グループ初戦でポルトガルと3-3で引き分けていたスペイン。20日の試合の前には、ポルトガルがモロッコに1-0で勝利したことで勝ち点を「4」に伸ばしており、同「3」のイランを暫定的に上回っていた。
決勝トーナメント進出のためにポルトガルとイランに離されるわけにはいかない。スペインがグループリーグ最終戦で戦うモロッコは2連敗で一足先に大会を去ることが決まっていたため、この日のイラン戦は「とにかくどんな形でも勝てばいい」試合となった。
スペインは前節ポルトガル戦からスタメンを2人入れ替えた。初戦でスーパーゴールを決めたDFナチョに代わり、右サイドバックは負傷明けのDFダニ・カルバハルが務める。そしてMFコケがベンチスタートとなり、FWルーカス・バスケスが右ウィングに入った。
初戦のモロッコ戦に勝利していたイランは、試合開始の瞬間から完全に引き分け狙いでスペインの攻撃を受け止めた。基本フォーメーションは[4-2-3-1]だが、ボールを奪われた瞬間に全員が自陣に引き、スペインの両サイドバックが高い位置を取ると右サイドMFのメフディ・タレミが最終ラインまで下がって[5-4-1]を形成してゴール前を徹底的に固めた。
この守備的な姿勢は時間を追うごとに強まっていく。
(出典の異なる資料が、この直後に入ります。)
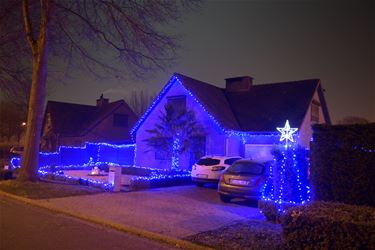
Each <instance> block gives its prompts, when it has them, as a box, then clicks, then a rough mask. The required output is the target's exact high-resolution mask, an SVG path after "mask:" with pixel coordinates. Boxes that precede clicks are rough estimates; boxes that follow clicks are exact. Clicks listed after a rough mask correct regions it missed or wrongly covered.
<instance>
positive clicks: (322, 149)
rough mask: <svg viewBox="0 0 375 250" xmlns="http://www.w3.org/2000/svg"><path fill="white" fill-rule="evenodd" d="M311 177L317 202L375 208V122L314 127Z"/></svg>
mask: <svg viewBox="0 0 375 250" xmlns="http://www.w3.org/2000/svg"><path fill="white" fill-rule="evenodd" d="M310 178H311V188H312V195H313V199H314V200H323V201H336V202H344V203H348V204H355V205H368V206H373V207H375V181H374V180H375V123H370V124H364V125H359V124H358V125H336V126H329V125H314V126H313V143H312V145H311V170H310Z"/></svg>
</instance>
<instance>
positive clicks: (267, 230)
mask: <svg viewBox="0 0 375 250" xmlns="http://www.w3.org/2000/svg"><path fill="white" fill-rule="evenodd" d="M281 231H282V229H281V225H280V224H273V223H270V222H267V221H259V220H251V221H245V222H240V223H236V224H233V225H230V226H224V227H221V228H219V229H216V230H211V231H207V232H202V233H199V234H196V235H192V236H188V237H186V238H185V240H188V241H192V242H194V243H197V244H201V245H205V246H208V247H212V248H214V249H283V245H282V240H281Z"/></svg>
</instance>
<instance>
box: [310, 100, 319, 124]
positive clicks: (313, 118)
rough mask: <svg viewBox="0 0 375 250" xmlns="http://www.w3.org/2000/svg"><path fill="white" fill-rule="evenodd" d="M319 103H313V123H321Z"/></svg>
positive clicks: (311, 107)
mask: <svg viewBox="0 0 375 250" xmlns="http://www.w3.org/2000/svg"><path fill="white" fill-rule="evenodd" d="M319 106H320V104H319V102H317V101H313V102H312V103H311V121H312V122H319Z"/></svg>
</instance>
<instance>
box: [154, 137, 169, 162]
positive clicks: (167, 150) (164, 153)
mask: <svg viewBox="0 0 375 250" xmlns="http://www.w3.org/2000/svg"><path fill="white" fill-rule="evenodd" d="M157 143H158V144H159V145H158V147H156V150H155V160H170V159H172V152H171V150H168V148H169V146H170V145H171V143H172V138H159V139H158V140H157Z"/></svg>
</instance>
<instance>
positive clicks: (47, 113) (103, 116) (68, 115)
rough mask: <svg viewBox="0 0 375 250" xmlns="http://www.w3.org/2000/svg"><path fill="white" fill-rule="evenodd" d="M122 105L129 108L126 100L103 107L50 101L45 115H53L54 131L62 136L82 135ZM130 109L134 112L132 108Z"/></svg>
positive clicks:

5バック気味では足りないと感じたか、早い段階で守備陣形が[6-3-1]に変化していた。もはやスペインが使えるスペースはゴール前にはなくなっていた。
もちろんイランにとって、スペイン戦のアプローチは特殊なもの。大会初戦のモロッコ戦では相手に主導権を渡したように見せながら、強度の高い激戦に持ち込んで実は罠にはめていて、最終的に無失点に抑えた上で、後半アディショナルタイムにセットプレーから決勝点を奪って勝ち切るという巧者ぶりを見せつけた。
そこから短期間で全く異なるスタイルを披露して見る者を驚かせたが、肝心のスペインは全く焦っていなかった。
スペインのビルドアップはピッチの幅を広く使い、円を描くように前進していく。2人のセンターバックと両サイドバックら6人から7人で外周を形成し、その円の内側に3人〜4人がローテーションしながら入って細かくパスを繋ぐことで相手のマークをずらし、ブロックを左右に広げ、アタッキングサードにスペースができたタイミングで一気にゴールへ襲いかかっていく。